The New C: Integers in C99, Part 1

新的C语言:C99中的整型,第一部分

By Randy Meyers, December 01, 2000


C has its roots in typeless languages, but it has come a long long way from its humble beginnings.

C起源于无类型语言,从简陋的开端起已经走过了很长很长的一段路。


Back in the 1980s before the ANSI C Standard and function prototypes, there were occasional flame wars in the comp.lang.c newsgroup over the C type system.
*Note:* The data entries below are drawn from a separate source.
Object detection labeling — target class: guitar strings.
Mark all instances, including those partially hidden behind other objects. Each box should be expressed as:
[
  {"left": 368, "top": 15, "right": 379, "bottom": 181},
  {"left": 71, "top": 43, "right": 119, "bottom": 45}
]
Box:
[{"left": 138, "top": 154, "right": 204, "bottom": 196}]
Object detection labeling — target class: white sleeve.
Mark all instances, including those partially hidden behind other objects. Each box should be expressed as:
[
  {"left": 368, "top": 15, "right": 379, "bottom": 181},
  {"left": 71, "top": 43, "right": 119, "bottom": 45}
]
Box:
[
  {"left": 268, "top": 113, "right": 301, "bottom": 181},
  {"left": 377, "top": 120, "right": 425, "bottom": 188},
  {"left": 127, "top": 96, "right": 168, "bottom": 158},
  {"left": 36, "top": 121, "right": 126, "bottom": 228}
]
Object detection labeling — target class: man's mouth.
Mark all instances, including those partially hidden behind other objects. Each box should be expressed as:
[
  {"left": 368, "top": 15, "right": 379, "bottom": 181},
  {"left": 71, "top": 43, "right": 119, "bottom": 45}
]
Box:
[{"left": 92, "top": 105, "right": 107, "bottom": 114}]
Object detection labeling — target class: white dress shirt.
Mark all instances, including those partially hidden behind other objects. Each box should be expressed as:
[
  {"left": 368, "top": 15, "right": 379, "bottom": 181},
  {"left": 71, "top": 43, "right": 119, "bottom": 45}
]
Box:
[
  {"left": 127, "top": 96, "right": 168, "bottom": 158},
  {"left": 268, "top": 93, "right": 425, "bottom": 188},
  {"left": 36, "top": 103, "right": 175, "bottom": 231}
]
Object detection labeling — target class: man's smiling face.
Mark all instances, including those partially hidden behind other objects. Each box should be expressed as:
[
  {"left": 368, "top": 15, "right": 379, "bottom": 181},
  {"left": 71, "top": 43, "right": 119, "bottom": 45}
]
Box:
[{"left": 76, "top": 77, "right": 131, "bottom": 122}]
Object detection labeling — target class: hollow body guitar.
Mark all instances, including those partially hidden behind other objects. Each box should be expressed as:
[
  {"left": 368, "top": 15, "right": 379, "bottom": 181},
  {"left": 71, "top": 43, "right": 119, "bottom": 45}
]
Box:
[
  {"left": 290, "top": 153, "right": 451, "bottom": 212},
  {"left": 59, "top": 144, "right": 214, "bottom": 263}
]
The wars would start when Pascal proponents would berate C for lacking strict type checking. Out of pure contrariness, the C camp would sometimes disingenuously argue against type checking in general: "C doesn't need strong typing because C programs only use three types: int, char, and pointer to char," wrote one poster.
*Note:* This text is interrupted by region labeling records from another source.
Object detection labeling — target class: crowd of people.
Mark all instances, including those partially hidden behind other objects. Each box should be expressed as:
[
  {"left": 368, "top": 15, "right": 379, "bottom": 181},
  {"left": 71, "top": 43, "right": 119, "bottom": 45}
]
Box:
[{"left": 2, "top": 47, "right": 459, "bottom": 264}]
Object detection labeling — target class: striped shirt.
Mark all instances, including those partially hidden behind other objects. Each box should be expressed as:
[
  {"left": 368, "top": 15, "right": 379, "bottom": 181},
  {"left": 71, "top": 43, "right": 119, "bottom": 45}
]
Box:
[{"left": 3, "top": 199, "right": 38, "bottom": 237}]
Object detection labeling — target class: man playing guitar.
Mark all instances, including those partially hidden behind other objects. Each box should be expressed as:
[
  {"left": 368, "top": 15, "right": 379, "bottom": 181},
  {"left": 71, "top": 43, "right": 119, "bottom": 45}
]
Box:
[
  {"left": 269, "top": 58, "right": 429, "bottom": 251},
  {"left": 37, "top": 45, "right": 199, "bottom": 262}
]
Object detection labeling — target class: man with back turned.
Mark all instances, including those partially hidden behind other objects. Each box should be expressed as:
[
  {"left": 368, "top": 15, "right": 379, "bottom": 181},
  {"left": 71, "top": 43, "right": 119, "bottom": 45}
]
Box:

This exaggeration has some humor to it because it has some truth to it as well. In much of C programming, particularly systems programming, integers of different sizes are the fundamental data type. Sure, you have arrays of them and structures of them; sometimes they represent numbers and sometimes they represent characters, but almost everything is some type of integer. The primary data type for SNOBOL is the string; for FORTRAN, the floating-point number; and for C, it is the int.
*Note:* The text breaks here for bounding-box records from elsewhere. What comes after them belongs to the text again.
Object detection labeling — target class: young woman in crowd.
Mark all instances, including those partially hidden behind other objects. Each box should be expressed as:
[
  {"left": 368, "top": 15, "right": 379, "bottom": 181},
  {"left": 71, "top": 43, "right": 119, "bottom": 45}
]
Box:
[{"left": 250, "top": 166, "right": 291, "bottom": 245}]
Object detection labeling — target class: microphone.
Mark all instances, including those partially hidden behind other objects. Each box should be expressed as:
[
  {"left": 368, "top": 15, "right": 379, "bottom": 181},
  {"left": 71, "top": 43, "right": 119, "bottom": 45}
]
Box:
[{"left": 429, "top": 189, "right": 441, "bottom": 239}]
That is not to say that C99 does not have significant new floating-point features, because it does. However, to many C programmers, the integer is still king, and this month and the next I will cover the new integer features of C99.


    早在ANSI C标准和函数原型以前的20世纪80年代,在comp.lang.c新闻组上偶尔就有针对C语言类型系统(type system)激烈的争论。当Pascal支持者痛斥C缺少严格的类型检查时,争论就开始了。出于纯粹的作对,C阵营有时候会口是心非的反驳,通常是这样的:“C语言不需要强类型,因为C程序员只使用三种类型:intchar和指向 char 的指针”,一个回复者写道。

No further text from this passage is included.